Ctrl + Alt + F3-F6 - Blank screen with flashing cursor. No typing.
Ctrl + Alt + F7 - It looks like a list of all the boot processes and whether they were OK or FAIL. I can type on this screen, but it doesn't do anything. There is no prompt.
Ctrl + Alt + F8 - Takes me to the desktop which has Firefox and a very minimal settings app.
I tried the Ctrl +F2 and could not get a command line or Terminal.
Here is what comes up:
Ctrl + Alt + F1 - I see the splash screen with "press TAB to edit options." Then there is text underneath "Starting Adaptive readahead daemon preload" and some other stuff. I can't type on this screen.
Ctrl + Alt + F2 - "Welcome to secure desktop" messages I can't type on this screen either.
Ctrl + Alt + F3-F6 - Blank screen with flashing cursor. No typing.
Ctrl + Alt + F7 - It looks like a list of all the boot processes and whether they were OK or FAIL. I can type on this screen, but it doesn't do anything.

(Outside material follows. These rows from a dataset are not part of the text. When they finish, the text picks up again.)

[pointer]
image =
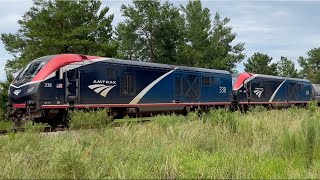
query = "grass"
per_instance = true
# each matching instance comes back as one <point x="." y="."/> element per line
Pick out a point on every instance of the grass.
<point x="219" y="144"/>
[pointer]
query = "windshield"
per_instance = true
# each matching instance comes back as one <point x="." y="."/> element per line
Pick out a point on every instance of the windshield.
<point x="31" y="70"/>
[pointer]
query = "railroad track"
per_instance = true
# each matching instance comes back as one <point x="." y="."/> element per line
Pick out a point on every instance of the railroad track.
<point x="48" y="129"/>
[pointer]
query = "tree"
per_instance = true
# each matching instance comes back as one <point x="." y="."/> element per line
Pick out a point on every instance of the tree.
<point x="197" y="32"/>
<point x="286" y="68"/>
<point x="311" y="65"/>
<point x="261" y="64"/>
<point x="54" y="27"/>
<point x="151" y="32"/>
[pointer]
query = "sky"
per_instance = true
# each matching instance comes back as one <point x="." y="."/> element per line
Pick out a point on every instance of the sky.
<point x="277" y="28"/>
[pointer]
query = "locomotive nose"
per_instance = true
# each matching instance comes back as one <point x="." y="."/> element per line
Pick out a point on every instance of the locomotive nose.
<point x="22" y="94"/>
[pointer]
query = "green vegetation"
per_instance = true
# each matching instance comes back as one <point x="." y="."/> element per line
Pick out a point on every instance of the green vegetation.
<point x="218" y="144"/>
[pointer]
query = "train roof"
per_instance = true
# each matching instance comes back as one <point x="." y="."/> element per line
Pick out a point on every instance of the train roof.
<point x="280" y="77"/>
<point x="164" y="66"/>
<point x="316" y="87"/>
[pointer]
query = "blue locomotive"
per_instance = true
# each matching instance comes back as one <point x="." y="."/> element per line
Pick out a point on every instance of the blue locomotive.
<point x="49" y="86"/>
<point x="271" y="91"/>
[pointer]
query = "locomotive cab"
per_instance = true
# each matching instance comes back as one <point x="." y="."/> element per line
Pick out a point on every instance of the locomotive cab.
<point x="23" y="90"/>
<point x="41" y="89"/>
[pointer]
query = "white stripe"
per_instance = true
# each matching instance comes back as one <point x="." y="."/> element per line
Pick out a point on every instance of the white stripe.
<point x="147" y="89"/>
<point x="96" y="86"/>
<point x="246" y="81"/>
<point x="99" y="89"/>
<point x="106" y="91"/>
<point x="25" y="84"/>
<point x="275" y="92"/>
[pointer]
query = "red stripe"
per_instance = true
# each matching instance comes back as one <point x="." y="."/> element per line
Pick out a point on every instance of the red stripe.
<point x="55" y="106"/>
<point x="19" y="105"/>
<point x="60" y="61"/>
<point x="240" y="80"/>
<point x="280" y="102"/>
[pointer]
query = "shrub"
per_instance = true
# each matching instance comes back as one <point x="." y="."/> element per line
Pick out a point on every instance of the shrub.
<point x="81" y="119"/>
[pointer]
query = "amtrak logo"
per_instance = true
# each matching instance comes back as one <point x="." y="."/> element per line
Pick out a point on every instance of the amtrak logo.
<point x="17" y="92"/>
<point x="258" y="91"/>
<point x="101" y="89"/>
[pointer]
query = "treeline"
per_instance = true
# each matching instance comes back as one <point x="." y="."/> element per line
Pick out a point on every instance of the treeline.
<point x="152" y="31"/>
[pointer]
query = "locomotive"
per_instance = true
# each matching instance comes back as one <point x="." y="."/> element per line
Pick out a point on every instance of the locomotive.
<point x="49" y="87"/>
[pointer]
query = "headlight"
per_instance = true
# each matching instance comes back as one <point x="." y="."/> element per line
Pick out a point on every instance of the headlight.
<point x="31" y="89"/>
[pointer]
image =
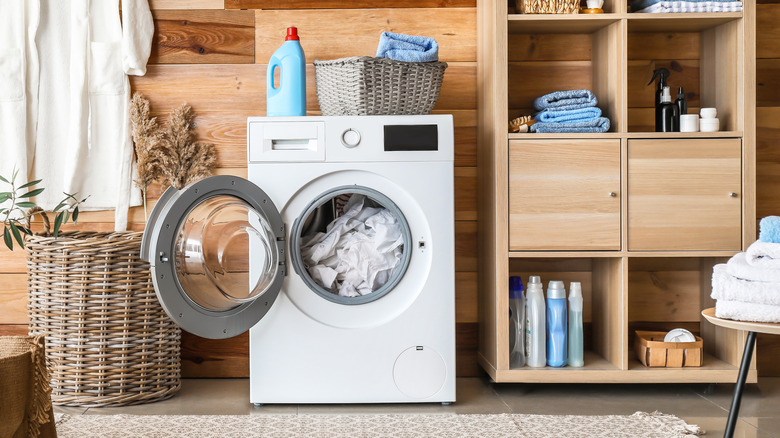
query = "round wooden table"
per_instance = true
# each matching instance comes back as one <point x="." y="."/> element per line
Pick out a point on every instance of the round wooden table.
<point x="752" y="328"/>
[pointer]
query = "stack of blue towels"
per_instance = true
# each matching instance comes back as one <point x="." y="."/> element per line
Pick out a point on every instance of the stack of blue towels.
<point x="569" y="111"/>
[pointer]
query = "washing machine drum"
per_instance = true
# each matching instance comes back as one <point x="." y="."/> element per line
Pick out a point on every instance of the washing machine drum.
<point x="216" y="250"/>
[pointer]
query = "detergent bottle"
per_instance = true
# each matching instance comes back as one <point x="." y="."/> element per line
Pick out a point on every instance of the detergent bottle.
<point x="288" y="97"/>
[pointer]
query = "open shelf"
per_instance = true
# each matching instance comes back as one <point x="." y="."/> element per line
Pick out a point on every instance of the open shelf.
<point x="683" y="22"/>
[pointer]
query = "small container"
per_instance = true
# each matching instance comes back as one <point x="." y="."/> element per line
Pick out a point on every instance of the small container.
<point x="709" y="125"/>
<point x="708" y="113"/>
<point x="689" y="123"/>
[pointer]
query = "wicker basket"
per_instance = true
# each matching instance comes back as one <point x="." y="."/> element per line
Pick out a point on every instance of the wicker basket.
<point x="365" y="86"/>
<point x="108" y="340"/>
<point x="548" y="6"/>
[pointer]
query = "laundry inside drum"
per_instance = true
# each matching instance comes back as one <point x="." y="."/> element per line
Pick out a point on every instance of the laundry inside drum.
<point x="352" y="245"/>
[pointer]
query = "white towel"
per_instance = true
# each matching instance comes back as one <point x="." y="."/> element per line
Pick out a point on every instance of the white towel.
<point x="683" y="6"/>
<point x="764" y="254"/>
<point x="730" y="288"/>
<point x="747" y="311"/>
<point x="739" y="267"/>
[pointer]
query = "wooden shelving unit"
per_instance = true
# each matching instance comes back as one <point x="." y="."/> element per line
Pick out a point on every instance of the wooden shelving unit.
<point x="638" y="217"/>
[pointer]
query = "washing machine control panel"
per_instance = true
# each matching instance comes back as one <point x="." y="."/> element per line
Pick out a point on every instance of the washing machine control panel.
<point x="350" y="138"/>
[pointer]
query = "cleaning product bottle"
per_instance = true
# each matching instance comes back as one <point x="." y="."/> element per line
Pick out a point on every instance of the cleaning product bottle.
<point x="516" y="323"/>
<point x="576" y="348"/>
<point x="556" y="324"/>
<point x="288" y="97"/>
<point x="667" y="116"/>
<point x="534" y="324"/>
<point x="663" y="74"/>
<point x="682" y="104"/>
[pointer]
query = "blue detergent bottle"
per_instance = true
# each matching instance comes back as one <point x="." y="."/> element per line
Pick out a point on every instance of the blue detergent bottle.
<point x="288" y="97"/>
<point x="556" y="324"/>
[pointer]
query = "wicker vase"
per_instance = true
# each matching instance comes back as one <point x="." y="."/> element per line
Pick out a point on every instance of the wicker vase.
<point x="108" y="340"/>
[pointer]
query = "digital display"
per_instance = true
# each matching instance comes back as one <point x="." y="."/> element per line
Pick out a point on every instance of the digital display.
<point x="411" y="138"/>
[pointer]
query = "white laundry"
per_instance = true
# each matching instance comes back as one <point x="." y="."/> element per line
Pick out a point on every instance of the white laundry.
<point x="64" y="97"/>
<point x="764" y="254"/>
<point x="358" y="252"/>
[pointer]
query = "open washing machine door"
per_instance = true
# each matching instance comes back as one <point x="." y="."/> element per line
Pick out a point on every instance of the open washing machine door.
<point x="217" y="253"/>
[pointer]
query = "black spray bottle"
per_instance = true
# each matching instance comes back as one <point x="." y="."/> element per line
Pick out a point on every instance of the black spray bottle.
<point x="663" y="74"/>
<point x="667" y="115"/>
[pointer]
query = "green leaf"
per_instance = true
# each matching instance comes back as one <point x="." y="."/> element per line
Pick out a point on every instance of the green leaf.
<point x="32" y="193"/>
<point x="7" y="238"/>
<point x="30" y="184"/>
<point x="57" y="223"/>
<point x="17" y="234"/>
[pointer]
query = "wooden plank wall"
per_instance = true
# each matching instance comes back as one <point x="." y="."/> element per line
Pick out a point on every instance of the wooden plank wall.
<point x="213" y="54"/>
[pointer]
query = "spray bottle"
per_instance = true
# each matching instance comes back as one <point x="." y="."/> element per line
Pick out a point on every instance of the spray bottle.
<point x="535" y="336"/>
<point x="576" y="347"/>
<point x="287" y="98"/>
<point x="516" y="323"/>
<point x="556" y="324"/>
<point x="663" y="74"/>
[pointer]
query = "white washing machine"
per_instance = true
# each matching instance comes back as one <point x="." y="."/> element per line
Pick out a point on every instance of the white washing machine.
<point x="225" y="255"/>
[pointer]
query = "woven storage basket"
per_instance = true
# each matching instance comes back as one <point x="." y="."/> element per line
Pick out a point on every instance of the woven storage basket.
<point x="108" y="340"/>
<point x="366" y="86"/>
<point x="548" y="6"/>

There is no prompt.
Ctrl + Alt + F8 - Takes me to the desktop which has Firefox and a very minimal settings app.
Not sure if this helps or not.
If you can't get to a command-line prompt or a terminal that makes me suspicious that something may be wrong with the .iso of that distribution.
Did you check the integrity of the .iso file before you put it on the usb stick?
I can't tell what distro this is, sorry.
And trying to figure out what distro it is w/o being able to verify it in command-line is madness, IMO:-
If Ctrl + Alt + F7 shows you a list of boot precesses try using the arrow keys and select one of the boot options and hit Enter. If it doesn't boot you into a desktop environment than I think the .iso could be corrupt.
If you can't boot into this distro you may as well go to distrowatch and choose another distribution that's stable and check the integrity of the .iso file before you place it onto a usb stick to boot it.